Kanis found the image of her smiling face strange.
The old man broke into helpless sobs.
“She’s alive and well, so why are you the one who’s dead, Olivia?”
The old man appeared utterly lost.
“If only you had come a little earlier. Last night, even this morning.”
“…….”
“If only you had come just a little earlier. She missed you so much. She wanted to see you.”
“She…… died?”
At Kanis’s question, the old man wiped his tears in silence for a while.
“……Yes, she died because of you—.”
“Calm yourself, Sir. I’m afraid something might happen to you as well.”
A stranger approached and draped a blanket over Kanis’s shoulders.
Kanis’s hands were as cold as ice.
“Kanis. Say your goodbyes.”
With the old man’s sobbing as a backdrop, Kanis slowly approached the bed, guided by the person beside her.
She held the hand of her deceased mother, which might still have held a trace of warmth.
The old man burst into tears once more.
But this time, he pushed away the hands trying to support him and opened his arms toward Kanis.
“Child, come here.”
The old man’s embrace was warm and damp.
Held tightly, Kanis stayed in his arms for a long time before tears began to flow.
“No one came looking for you, so you found your way here on your own.”
The old man repeatedly patted Kanis’s back.
“I should have believed your mother when she said you were alive. If only I had believed.”
Perhaps there was no place for Kanis here either.
But the warmth made her want to ignore such truths.
For the first time, Kanis leaned completely on someone and cried.
Time passed, and the scene shifted to another place.
“Monster!”
Someone threw a stone at the back of Kanis’s head.

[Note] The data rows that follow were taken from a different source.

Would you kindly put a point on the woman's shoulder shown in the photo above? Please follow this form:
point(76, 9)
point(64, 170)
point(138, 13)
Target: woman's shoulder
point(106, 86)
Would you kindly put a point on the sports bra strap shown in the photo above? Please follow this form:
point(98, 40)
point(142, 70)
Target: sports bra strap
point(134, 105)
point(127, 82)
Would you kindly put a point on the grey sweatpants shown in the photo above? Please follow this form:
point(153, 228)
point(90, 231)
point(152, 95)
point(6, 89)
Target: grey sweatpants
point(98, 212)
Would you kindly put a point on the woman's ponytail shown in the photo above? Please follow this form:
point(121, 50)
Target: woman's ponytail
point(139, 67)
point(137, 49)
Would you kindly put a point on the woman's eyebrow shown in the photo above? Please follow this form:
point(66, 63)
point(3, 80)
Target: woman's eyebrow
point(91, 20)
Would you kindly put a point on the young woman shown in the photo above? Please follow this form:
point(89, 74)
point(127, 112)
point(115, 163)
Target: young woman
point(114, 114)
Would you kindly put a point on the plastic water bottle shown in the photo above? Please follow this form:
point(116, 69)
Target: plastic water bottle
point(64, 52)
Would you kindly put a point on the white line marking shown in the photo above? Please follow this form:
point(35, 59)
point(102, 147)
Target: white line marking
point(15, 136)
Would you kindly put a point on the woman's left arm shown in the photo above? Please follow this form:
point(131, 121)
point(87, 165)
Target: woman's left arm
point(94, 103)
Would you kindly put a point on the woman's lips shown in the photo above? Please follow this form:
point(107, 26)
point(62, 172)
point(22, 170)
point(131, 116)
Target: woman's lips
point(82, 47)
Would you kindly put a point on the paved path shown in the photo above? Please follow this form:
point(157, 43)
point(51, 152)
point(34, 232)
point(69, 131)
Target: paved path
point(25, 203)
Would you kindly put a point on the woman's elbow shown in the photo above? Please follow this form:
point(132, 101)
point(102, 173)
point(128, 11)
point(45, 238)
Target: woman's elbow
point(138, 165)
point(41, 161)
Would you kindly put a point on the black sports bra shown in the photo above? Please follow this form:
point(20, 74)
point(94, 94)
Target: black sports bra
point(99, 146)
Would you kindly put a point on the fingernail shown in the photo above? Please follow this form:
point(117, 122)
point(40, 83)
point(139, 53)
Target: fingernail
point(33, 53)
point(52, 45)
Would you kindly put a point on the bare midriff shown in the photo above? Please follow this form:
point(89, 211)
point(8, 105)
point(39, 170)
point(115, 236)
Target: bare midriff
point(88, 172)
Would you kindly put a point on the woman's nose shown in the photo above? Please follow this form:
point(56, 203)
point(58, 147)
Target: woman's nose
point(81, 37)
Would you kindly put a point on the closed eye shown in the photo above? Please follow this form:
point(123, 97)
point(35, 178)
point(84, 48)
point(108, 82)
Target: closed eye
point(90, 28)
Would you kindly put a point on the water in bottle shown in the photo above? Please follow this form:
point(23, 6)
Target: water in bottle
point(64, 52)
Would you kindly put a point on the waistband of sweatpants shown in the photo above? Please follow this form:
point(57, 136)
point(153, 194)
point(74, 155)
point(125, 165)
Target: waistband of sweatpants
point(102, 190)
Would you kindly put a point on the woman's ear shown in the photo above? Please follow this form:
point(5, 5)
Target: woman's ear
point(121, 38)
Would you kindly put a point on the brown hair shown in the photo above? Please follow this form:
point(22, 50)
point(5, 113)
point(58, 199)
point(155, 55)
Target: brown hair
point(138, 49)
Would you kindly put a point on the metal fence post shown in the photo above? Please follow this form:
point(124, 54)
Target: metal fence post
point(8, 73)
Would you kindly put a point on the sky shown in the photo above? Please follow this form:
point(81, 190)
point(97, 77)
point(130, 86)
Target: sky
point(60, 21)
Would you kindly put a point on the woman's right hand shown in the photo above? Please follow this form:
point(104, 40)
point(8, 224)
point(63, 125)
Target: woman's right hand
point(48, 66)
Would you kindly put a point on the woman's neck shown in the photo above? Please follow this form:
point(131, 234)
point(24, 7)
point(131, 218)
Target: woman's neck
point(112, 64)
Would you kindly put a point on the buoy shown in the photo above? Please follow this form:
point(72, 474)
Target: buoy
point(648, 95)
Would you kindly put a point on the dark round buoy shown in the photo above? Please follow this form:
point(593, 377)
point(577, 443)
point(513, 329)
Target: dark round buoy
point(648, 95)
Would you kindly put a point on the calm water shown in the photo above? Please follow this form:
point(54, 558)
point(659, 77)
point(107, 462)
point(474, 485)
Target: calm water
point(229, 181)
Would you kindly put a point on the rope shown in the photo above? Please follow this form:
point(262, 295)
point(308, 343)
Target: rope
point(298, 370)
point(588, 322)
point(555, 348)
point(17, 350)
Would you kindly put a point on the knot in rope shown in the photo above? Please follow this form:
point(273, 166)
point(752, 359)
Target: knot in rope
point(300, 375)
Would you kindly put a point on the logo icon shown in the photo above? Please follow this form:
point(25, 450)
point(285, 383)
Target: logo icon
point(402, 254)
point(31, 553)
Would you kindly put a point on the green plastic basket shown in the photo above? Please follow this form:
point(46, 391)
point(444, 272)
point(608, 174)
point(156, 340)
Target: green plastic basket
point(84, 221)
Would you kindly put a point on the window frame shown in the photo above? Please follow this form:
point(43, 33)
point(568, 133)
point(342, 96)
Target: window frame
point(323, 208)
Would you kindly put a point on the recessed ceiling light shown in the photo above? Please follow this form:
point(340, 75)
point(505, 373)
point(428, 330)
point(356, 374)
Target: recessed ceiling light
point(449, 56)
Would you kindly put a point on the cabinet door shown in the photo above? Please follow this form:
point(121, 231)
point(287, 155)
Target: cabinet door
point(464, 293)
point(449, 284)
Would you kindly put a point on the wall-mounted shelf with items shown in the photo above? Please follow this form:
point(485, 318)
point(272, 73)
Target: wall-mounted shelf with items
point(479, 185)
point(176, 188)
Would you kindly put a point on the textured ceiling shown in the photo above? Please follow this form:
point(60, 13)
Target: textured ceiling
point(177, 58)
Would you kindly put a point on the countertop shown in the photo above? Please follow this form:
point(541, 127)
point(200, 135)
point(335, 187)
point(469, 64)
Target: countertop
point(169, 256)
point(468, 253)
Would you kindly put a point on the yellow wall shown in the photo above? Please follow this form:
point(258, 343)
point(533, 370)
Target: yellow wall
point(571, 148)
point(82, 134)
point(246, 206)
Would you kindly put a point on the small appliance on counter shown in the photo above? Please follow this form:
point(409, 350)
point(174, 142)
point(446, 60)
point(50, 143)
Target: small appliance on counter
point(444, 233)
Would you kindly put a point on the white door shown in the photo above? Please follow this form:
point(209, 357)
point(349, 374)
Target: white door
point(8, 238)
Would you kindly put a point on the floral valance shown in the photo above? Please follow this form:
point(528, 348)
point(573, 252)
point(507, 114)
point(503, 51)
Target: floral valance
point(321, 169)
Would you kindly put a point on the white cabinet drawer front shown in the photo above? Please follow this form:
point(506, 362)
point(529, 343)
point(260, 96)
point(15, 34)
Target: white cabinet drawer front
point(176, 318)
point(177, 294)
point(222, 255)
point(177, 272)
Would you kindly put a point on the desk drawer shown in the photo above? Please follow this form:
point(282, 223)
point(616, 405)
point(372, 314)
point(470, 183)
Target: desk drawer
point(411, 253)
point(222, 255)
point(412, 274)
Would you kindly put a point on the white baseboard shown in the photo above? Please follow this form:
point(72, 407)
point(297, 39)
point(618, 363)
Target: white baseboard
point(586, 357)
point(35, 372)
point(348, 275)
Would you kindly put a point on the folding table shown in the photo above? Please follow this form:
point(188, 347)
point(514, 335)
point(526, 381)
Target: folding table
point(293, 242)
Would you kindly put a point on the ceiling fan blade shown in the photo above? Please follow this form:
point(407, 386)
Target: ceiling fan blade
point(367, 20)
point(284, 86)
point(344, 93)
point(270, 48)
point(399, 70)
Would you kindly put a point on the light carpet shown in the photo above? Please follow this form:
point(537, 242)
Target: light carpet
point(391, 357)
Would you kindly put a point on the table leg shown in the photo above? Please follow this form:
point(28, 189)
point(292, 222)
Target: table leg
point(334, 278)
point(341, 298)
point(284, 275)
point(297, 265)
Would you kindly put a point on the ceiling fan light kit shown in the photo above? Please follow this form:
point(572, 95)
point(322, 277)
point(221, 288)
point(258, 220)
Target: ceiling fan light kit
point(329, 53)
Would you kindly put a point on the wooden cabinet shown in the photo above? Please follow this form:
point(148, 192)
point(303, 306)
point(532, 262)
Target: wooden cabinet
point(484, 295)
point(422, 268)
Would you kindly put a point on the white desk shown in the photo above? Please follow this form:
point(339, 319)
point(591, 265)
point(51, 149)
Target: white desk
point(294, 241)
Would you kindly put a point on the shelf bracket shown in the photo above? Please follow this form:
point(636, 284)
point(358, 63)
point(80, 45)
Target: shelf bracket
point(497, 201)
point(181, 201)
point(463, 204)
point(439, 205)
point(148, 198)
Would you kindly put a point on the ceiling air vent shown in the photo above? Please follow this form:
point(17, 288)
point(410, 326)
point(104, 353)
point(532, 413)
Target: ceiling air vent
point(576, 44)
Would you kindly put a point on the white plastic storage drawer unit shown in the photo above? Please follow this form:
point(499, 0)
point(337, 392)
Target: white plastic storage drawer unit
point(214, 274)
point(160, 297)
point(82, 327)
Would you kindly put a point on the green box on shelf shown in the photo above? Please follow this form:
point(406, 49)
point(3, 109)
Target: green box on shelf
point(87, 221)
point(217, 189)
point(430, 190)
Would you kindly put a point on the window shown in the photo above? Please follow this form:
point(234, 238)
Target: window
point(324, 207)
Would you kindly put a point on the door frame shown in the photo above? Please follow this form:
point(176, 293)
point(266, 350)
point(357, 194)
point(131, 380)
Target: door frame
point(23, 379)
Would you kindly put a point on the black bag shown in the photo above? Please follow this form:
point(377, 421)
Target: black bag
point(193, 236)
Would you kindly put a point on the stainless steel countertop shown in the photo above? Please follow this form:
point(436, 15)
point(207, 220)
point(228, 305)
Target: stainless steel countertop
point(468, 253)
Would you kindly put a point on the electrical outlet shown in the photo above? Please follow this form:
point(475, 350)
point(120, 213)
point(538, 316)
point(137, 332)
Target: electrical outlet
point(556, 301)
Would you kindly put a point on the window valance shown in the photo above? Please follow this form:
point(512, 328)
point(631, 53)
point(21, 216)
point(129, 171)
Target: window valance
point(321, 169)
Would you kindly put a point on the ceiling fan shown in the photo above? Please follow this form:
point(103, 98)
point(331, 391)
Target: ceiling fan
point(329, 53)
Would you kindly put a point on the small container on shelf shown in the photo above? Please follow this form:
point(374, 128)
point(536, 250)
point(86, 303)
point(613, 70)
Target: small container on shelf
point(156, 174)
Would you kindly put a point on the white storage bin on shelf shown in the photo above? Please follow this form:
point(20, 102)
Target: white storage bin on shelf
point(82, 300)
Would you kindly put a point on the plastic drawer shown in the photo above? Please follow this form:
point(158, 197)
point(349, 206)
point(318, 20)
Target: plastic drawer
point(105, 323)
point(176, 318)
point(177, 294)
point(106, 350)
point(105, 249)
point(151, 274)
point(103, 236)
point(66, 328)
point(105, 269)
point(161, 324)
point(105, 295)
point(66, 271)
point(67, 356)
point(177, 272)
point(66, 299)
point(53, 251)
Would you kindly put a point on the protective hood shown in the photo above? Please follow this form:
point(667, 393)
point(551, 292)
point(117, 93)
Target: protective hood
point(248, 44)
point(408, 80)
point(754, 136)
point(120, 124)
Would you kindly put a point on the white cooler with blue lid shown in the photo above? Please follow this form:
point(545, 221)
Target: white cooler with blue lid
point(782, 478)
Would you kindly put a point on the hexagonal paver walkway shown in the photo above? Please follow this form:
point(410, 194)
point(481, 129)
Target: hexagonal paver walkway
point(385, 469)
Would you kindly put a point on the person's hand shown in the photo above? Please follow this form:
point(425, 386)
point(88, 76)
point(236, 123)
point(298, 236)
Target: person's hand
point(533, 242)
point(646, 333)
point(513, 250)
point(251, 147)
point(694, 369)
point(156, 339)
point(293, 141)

Of course, Kanis didn’t turn around; she simply tilted her head to dodge it.
She found their petty antics tiresome, almost enough to make her yawn.
Turning around, she saw a group of boys sitting on a tree in the village square, throwing stones at her.
They were the type to run away without making eye contact when alone, yet they acted fearless in moments like this.
“Hey, monster!”
Dodging the blind throws, Kanis was unlucky enough to get hit on the temple by one.
As the boys doubled over in laughter, Kanis sighed as she watched them.
Her grandmother had told her not to engage in unnecessary fights.
“Hey! Are you scared? Afraid?”
“An orphan with no mom or dad—.”
Before they could finish their taunts, the boys were suddenly lifted into the air in a heap, screaming like newborn ducklings.
One of them even wet himself mid-air.
A passerby, hit by the unexpected stream, shrieked in horror.
Clicking her tongue, Kanis waved her hand, safely lowering the boys to the ground.
After all, they were the ones in the wrong.
Kanis, with nothing to feel guilty about, confidently headed home. But when she met the gaze of the old woman glaring at her from the yard, her shoulders flinched.
Kanis entered the gate like a guilty child.
“I told you not to use that outside.”
“……I’m sorry.”
“How many times have I told you not to draw attention to yourself?”
The old woman approached, touched Kanis’s cheek, and led her back into the yard.
“Your cheek is cold. Let’s go inside. Are you hungry?”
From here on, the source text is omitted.